The clear message from the organisers the Académie des Césars and TV channel Canal+ broadcasting live was that the physical show had to be maintained at all costs to give “life to cinema despite the crisis.”
Among the other nominations Laure Calamy, from the Netflix series Call My Agent, took best actress honours for My Donkey, My Lover and I while Sami Bouajila was named best actor for A Son (Un fils).
Newcomer acting awards went to Jean-Pascal Zadi for Tout Simplement Noir and to 14-year-old Fathia Youssouf in Cuties. Zadi also stars in his film about a Black actor trying to organise a protest in France, and gave an impassioned speech about facing up to prejudice.
The much favoured Adolescentes, by Sébastien Lifshitz, which also was in the best film category, received the best documentary accolade.
Since last year’s controversial proceedings including a backlash as a result of a best director award for Roman Polanski and An Officer And A Spy and a walk-out by the director Céline Sciamma and cast of Portrait Of A Lady on Fire, the organisation of the Academy has been revamped and expanded from 45 to 162 board members with the aim of ensuring greater inclusivity on gender balance and racial grounds. As part of the diversity Ladj Ly, whose Les Miserables won best film among other accolades, and Lyna Khoudri, who won best female newcomer for her role in Papicha have become members.
Marie-Ange Luciani, producer of Robin Campillo’s AIDS activist drama 120 BPM (Beats Per Minute) has been active in ringing the changes. “We still have a long way to go and there should be way more diversity within the 4292 voting members, but even in French society, there is a lot of work to do to make it more inclusive,” she has been quoted as saying. New faces at the top include the new president, Veronique Cayla, former head of Franco-German channel Arte, and vice chair Eric Toledano, the popular co-director of smash-hit The Intouchables and C’est La Vie (Le Sens de la Fête).

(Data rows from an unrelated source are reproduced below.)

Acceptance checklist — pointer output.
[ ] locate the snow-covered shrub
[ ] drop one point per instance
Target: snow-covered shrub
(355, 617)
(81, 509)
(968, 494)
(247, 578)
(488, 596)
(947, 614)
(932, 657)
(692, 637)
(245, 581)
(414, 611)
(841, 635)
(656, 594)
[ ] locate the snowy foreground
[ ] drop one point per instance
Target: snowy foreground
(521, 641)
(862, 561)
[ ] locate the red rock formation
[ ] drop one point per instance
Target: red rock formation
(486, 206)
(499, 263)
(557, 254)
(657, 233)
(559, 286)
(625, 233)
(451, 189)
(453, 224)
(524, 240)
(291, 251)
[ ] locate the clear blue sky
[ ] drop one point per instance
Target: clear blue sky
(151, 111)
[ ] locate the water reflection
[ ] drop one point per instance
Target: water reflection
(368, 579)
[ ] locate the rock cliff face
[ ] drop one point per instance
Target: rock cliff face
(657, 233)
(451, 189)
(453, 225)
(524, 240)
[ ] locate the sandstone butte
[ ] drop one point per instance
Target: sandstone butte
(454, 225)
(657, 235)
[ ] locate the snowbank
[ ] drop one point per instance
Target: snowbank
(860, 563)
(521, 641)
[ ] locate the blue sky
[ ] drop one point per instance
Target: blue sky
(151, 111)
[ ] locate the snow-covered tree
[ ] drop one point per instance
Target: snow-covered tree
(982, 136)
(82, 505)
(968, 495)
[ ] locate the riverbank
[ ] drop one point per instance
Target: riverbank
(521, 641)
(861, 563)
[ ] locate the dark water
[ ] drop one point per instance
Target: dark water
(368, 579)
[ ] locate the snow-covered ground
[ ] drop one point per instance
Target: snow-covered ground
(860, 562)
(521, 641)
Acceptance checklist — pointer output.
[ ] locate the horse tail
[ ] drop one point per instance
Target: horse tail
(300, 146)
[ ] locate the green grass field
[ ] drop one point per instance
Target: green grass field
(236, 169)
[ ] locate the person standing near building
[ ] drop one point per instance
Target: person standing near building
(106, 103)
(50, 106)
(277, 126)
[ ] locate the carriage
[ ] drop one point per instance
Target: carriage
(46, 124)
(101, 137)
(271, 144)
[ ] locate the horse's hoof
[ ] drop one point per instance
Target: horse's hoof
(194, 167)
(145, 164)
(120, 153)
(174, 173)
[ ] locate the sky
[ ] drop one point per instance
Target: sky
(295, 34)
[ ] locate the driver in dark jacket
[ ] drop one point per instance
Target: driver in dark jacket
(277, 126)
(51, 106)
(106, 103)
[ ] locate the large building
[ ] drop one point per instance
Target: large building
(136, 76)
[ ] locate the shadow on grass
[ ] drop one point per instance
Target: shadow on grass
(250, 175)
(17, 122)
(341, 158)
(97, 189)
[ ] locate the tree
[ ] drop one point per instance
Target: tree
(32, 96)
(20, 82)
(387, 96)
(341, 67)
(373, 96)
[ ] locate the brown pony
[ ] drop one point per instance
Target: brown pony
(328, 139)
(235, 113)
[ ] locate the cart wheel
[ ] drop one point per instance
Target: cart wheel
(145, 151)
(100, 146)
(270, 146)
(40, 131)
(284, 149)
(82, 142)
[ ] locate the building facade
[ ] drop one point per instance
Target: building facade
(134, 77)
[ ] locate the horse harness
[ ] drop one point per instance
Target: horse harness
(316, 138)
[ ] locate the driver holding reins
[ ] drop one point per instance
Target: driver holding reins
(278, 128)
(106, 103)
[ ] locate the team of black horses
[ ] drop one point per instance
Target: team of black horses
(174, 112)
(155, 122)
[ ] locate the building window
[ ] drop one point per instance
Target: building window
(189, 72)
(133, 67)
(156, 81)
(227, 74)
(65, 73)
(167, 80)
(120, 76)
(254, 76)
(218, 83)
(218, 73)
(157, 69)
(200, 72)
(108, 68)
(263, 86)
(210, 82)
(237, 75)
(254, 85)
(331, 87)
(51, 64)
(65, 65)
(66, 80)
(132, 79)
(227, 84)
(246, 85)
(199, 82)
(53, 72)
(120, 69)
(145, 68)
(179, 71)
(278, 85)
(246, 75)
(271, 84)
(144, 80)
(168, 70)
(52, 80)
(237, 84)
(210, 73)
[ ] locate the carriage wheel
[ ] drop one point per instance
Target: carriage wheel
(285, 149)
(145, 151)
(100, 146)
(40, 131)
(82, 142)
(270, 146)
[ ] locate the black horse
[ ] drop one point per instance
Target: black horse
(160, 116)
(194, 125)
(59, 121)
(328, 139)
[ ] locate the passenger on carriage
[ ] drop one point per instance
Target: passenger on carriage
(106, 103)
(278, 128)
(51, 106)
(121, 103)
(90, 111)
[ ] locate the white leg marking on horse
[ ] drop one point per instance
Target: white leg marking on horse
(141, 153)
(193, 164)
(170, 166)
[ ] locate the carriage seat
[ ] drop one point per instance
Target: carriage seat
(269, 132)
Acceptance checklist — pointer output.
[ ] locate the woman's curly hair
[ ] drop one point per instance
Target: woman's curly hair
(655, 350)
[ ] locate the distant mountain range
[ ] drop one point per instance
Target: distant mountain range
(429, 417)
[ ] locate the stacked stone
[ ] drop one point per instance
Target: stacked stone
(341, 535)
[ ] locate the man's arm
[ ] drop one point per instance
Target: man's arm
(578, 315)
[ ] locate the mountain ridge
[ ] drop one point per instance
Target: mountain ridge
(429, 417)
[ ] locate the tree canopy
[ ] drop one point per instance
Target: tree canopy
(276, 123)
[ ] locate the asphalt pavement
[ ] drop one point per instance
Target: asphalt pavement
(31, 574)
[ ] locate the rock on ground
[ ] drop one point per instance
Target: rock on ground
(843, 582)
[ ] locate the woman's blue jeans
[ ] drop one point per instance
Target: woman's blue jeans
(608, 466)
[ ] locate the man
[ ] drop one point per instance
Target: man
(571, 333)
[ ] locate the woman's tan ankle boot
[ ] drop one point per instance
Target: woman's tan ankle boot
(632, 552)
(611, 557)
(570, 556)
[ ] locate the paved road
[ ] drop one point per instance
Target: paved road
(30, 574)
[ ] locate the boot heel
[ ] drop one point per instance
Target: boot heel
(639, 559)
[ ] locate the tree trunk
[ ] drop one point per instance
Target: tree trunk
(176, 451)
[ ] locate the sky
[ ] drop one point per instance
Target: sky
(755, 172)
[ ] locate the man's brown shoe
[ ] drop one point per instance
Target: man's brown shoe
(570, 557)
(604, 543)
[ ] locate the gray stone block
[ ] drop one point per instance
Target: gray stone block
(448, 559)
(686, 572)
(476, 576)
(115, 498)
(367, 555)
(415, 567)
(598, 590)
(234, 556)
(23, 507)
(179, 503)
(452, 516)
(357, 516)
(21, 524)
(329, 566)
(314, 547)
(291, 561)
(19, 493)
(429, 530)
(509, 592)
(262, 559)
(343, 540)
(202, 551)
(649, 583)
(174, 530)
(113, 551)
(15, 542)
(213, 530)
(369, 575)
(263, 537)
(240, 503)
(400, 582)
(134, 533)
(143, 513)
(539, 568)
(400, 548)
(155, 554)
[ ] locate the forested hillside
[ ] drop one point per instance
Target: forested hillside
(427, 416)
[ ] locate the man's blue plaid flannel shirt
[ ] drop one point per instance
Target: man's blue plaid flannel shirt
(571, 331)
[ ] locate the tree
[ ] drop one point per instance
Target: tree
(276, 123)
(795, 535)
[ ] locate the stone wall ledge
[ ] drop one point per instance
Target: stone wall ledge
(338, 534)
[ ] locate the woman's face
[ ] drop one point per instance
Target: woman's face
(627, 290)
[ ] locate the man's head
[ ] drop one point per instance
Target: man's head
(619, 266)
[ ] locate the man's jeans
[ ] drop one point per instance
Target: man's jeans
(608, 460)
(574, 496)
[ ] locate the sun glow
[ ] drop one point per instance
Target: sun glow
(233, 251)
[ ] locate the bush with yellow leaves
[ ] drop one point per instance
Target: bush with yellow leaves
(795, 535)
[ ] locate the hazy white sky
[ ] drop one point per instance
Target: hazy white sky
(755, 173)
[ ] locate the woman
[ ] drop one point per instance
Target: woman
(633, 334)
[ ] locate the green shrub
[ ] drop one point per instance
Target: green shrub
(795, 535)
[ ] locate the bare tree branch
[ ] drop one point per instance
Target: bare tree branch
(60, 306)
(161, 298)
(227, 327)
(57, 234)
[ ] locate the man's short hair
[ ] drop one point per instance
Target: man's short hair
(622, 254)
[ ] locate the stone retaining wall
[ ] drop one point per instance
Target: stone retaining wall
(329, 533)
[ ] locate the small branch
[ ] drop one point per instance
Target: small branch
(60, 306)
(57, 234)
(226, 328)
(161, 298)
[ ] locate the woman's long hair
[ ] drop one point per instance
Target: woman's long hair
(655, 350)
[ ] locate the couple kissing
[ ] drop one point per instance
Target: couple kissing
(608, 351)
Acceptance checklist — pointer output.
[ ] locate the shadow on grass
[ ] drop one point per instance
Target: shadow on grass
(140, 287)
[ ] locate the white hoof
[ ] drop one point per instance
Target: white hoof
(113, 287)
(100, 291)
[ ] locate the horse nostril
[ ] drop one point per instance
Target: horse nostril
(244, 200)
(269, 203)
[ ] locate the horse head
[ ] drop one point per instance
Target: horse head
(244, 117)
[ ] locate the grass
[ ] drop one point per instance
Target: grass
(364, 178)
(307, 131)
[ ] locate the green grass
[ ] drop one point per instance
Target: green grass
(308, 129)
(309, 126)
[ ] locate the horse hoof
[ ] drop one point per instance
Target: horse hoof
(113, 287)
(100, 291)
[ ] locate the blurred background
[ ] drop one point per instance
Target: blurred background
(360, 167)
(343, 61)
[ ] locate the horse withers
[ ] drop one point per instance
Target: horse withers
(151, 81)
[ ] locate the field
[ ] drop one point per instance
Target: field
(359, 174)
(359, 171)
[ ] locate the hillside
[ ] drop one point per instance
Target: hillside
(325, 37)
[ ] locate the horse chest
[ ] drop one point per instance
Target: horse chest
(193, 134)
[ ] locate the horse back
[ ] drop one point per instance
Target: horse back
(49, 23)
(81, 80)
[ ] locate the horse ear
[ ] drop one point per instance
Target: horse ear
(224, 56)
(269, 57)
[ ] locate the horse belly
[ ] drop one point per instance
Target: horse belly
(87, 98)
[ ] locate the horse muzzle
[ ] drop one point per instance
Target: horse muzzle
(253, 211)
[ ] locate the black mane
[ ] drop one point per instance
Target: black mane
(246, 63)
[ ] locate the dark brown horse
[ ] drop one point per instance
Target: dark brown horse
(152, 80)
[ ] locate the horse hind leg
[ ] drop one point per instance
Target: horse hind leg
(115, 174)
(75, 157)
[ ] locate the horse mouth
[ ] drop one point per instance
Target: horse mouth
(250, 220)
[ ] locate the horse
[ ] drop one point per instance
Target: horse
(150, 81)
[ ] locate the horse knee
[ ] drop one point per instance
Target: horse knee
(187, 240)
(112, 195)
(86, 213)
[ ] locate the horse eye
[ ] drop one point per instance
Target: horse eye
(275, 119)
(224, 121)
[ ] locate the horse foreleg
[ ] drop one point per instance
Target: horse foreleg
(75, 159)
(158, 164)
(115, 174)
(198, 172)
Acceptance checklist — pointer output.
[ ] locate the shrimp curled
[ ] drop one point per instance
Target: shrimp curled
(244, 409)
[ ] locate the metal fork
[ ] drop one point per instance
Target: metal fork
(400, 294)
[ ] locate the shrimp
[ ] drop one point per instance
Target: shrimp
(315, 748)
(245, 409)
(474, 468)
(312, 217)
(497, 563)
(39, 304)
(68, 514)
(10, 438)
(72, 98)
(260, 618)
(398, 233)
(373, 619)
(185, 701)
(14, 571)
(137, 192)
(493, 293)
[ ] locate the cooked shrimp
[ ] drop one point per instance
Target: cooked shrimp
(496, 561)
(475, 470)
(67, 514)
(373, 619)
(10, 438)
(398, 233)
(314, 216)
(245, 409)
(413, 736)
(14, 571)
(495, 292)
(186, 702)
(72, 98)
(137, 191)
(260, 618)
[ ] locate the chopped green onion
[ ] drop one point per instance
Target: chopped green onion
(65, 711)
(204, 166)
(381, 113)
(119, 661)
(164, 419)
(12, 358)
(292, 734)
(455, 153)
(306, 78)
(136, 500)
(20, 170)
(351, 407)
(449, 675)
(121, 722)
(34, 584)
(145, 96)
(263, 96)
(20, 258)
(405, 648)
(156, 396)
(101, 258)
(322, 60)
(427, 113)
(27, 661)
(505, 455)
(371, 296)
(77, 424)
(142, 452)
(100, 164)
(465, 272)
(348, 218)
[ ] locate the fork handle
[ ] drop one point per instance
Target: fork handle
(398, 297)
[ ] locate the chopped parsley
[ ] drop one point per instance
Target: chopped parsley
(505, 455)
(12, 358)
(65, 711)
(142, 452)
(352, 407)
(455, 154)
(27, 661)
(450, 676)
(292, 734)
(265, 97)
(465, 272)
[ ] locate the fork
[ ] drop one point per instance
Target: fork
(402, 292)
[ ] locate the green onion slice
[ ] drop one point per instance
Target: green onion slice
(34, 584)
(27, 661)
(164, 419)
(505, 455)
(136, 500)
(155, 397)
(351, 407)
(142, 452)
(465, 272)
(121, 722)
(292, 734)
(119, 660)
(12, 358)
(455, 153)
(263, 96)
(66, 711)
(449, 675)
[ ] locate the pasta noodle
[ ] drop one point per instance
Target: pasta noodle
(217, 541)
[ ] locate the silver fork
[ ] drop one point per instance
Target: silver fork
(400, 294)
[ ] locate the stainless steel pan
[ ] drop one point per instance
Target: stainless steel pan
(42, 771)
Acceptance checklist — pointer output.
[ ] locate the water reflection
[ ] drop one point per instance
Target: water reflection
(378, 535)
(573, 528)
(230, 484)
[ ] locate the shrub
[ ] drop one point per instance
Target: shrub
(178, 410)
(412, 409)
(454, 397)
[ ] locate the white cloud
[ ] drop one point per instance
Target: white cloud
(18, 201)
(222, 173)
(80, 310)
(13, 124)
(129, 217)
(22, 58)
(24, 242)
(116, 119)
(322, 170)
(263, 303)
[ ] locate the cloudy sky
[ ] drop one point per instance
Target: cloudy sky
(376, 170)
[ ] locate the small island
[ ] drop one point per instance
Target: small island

On a lighter note the Academy paid a special tribute to the cult comedy troupe Le Splendid whom they reunited including Josiane Balasko, Thierry Lhermitte, Gérard Jugnot, Christian Clavier, Michel Blanc and Marie-Anne Chazel and awarded an honorary César to the late Jean-Pierre Bacri.
Bye Bye Morons (Adieu Les Cons), dir: Albert Dupontel
Albert Dupontel, Bye Bye Morons (Adieu Les Cons)
Laure Calamy, My Donkey, My Lover and I (Antoinette Dans Les Cévennes)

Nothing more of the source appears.